Krayson hissed in sudden discomfort. It was like someone pulling on each of his fingers until they popped, only sharper. He nearly dropped Saveen from the shock of it.

"Oh..." Saveen gasped. "Oh! Krayson, you did it!"

"Did it? I didn't do..." He looked at his hand and how the shape of it seemed slightly different. "...anything."

Krayson was well-versed in anatomy, and his hand no longer looked exactly as it should. The palm was more symmetrical, and his little finger was now the same length as his index. Furthermore, the web of flesh between palm and thumb was simply missing. Krayson waggled his fingers and found that they were able to work independently of one another. Moving one no longer had a noticeable effect on the others. He'd trained his hands for years to be more precise, but he'd never been able to fully suppress all sympathetic movement.

Testing himself, Krayson attempted the thumb to little finger somatic.
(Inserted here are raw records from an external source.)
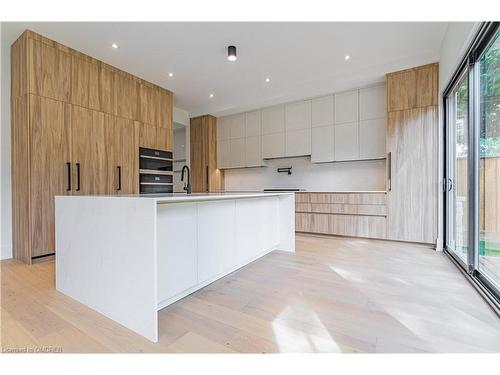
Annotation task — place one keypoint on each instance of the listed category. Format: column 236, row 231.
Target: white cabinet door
column 273, row 145
column 253, row 124
column 322, row 111
column 323, row 144
column 216, row 238
column 253, row 154
column 372, row 138
column 346, row 141
column 237, row 126
column 273, row 119
column 176, row 223
column 223, row 130
column 223, row 154
column 237, row 153
column 346, row 107
column 298, row 115
column 372, row 103
column 298, row 142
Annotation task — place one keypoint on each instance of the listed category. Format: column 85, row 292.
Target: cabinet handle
column 77, row 176
column 68, row 165
column 119, row 177
column 389, row 171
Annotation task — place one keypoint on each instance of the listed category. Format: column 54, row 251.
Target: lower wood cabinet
column 346, row 214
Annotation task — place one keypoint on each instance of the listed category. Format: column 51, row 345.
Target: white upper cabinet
column 273, row 145
column 322, row 111
column 298, row 142
column 223, row 130
column 346, row 107
column 273, row 119
column 323, row 144
column 253, row 124
column 346, row 142
column 372, row 138
column 237, row 126
column 298, row 115
column 223, row 153
column 372, row 103
column 237, row 153
column 253, row 152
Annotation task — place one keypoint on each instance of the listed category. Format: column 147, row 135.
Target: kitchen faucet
column 187, row 185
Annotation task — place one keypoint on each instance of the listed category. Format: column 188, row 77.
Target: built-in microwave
column 155, row 171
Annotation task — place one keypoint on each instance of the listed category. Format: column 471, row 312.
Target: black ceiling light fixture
column 231, row 53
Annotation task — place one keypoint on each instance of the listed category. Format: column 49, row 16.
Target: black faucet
column 187, row 185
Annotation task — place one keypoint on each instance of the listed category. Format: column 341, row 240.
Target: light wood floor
column 332, row 295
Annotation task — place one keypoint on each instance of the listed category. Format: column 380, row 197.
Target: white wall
column 343, row 176
column 5, row 190
column 455, row 43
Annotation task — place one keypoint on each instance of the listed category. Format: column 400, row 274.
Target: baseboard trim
column 6, row 252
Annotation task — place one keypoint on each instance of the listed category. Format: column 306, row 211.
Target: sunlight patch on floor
column 290, row 339
column 348, row 275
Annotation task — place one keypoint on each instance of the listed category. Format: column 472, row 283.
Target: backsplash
column 339, row 176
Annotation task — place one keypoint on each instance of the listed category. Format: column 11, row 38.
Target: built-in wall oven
column 155, row 171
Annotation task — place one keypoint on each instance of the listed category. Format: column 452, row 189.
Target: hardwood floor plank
column 334, row 294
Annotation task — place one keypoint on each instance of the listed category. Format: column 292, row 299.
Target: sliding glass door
column 472, row 183
column 489, row 162
column 457, row 184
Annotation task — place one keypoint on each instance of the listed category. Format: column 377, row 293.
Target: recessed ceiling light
column 231, row 53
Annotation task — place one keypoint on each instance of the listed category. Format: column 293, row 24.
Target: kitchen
column 146, row 216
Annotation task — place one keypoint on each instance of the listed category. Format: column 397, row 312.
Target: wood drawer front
column 345, row 225
column 351, row 198
column 341, row 208
column 366, row 226
column 302, row 197
column 302, row 207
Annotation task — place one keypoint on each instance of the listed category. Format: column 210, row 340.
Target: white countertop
column 182, row 197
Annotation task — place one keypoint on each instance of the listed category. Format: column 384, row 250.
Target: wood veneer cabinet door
column 125, row 96
column 199, row 155
column 122, row 155
column 147, row 135
column 412, row 197
column 49, row 71
column 50, row 151
column 89, row 152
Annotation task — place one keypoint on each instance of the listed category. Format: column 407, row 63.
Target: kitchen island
column 129, row 256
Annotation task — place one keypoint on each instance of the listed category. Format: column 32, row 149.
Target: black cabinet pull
column 77, row 176
column 119, row 177
column 68, row 164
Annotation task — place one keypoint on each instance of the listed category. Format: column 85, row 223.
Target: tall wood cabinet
column 412, row 158
column 205, row 176
column 77, row 124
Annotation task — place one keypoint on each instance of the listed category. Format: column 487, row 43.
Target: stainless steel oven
column 155, row 171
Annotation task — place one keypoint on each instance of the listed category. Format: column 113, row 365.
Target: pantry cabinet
column 77, row 124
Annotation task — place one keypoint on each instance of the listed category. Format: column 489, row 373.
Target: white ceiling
column 302, row 59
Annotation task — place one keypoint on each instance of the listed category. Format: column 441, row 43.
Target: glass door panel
column 457, row 182
column 489, row 163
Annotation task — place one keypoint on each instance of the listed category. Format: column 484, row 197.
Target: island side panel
column 106, row 258
column 227, row 234
column 287, row 222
It was effortless.

"Saveen?" he asked.

"Err... Was that me who did that?"

Krayson let a tiny measure of ether flow into his hands, the spell shaped by the somatic. The ether left his body as a curl of fire that then coalesced into a solid length, now more a glowing thread than a flame.
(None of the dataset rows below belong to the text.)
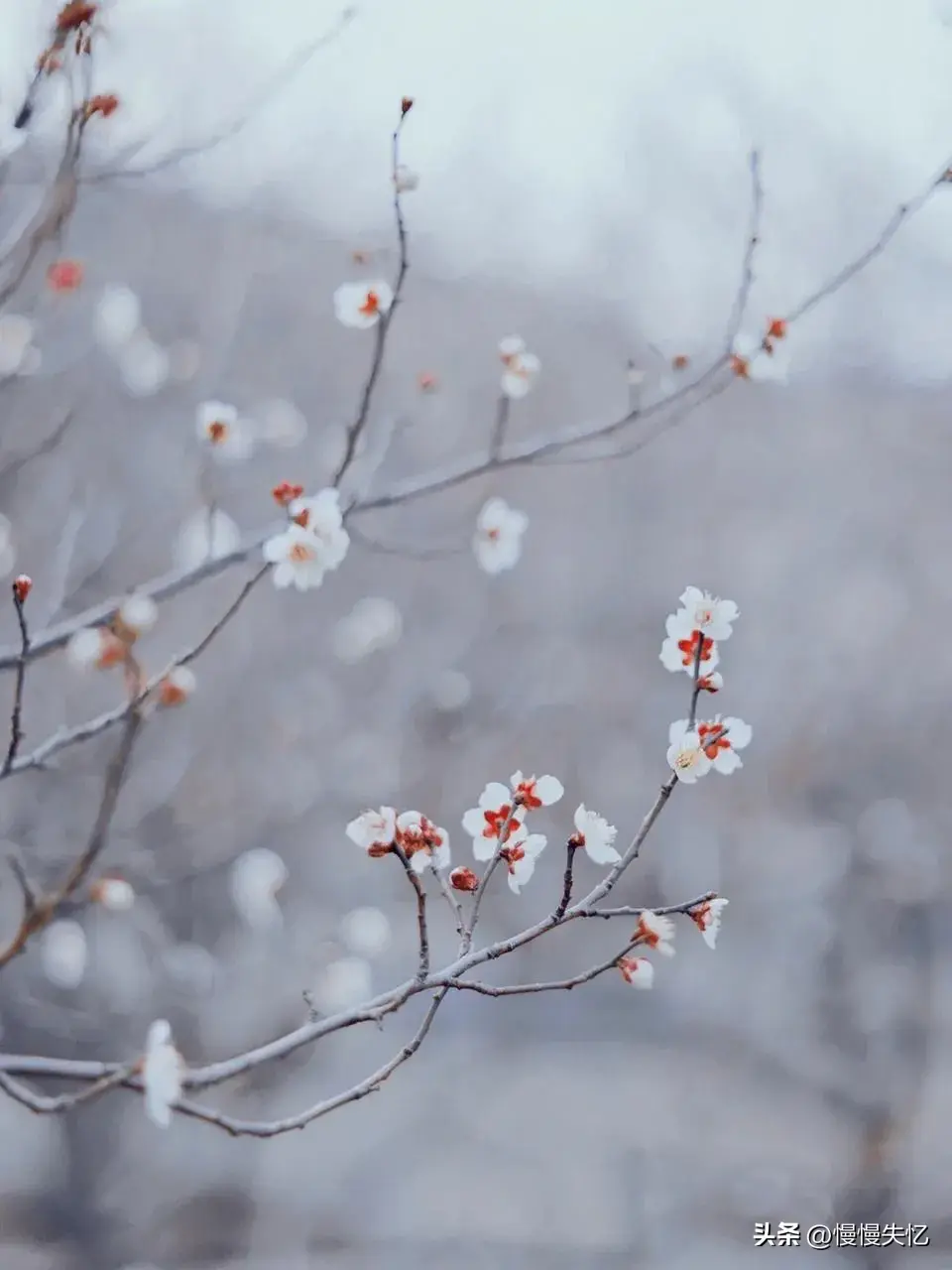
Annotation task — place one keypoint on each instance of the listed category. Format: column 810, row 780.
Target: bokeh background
column 583, row 183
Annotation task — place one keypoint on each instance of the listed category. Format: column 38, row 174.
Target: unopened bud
column 285, row 493
column 463, row 879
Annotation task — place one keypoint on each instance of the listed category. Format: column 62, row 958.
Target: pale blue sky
column 599, row 143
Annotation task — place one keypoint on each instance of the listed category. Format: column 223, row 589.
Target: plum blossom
column 655, row 931
column 343, row 984
column 595, row 834
column 373, row 830
column 636, row 970
column 707, row 919
column 177, row 688
column 95, row 647
column 685, row 754
column 521, row 367
column 257, row 876
column 701, row 611
column 366, row 931
column 62, row 952
column 206, row 535
column 486, row 822
column 362, row 304
column 298, row 558
column 421, row 841
column 163, row 1071
column 536, row 792
column 221, row 429
column 722, row 749
column 405, row 180
column 113, row 893
column 520, row 855
column 498, row 539
column 679, row 651
column 18, row 354
column 136, row 615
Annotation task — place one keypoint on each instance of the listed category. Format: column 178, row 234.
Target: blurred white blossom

Single-point single somatic results in that. Compound with additional essence somatics, increase the ether, expand to a double somatic utilizing conjuration forms. Thunder take me. With a little practice, I could conjure a robe out of fire.

Try as he might, Krayson couldn't figure out what caused this transmutation of his own body. Rather, the polymorphy. His form had been adjusted, just as Saveen described. What surprised him more was that he was fully convinced that he had little to do with it. Somehow-- he could only begin to speculate on the cause and implications, not to mention applications-- but Saveen had used the bond to polymorph him. The dragon bond was head and shoulders above a simple shared pool of ether.

Krayson licked his lips that had gone dry. "What else can we do?"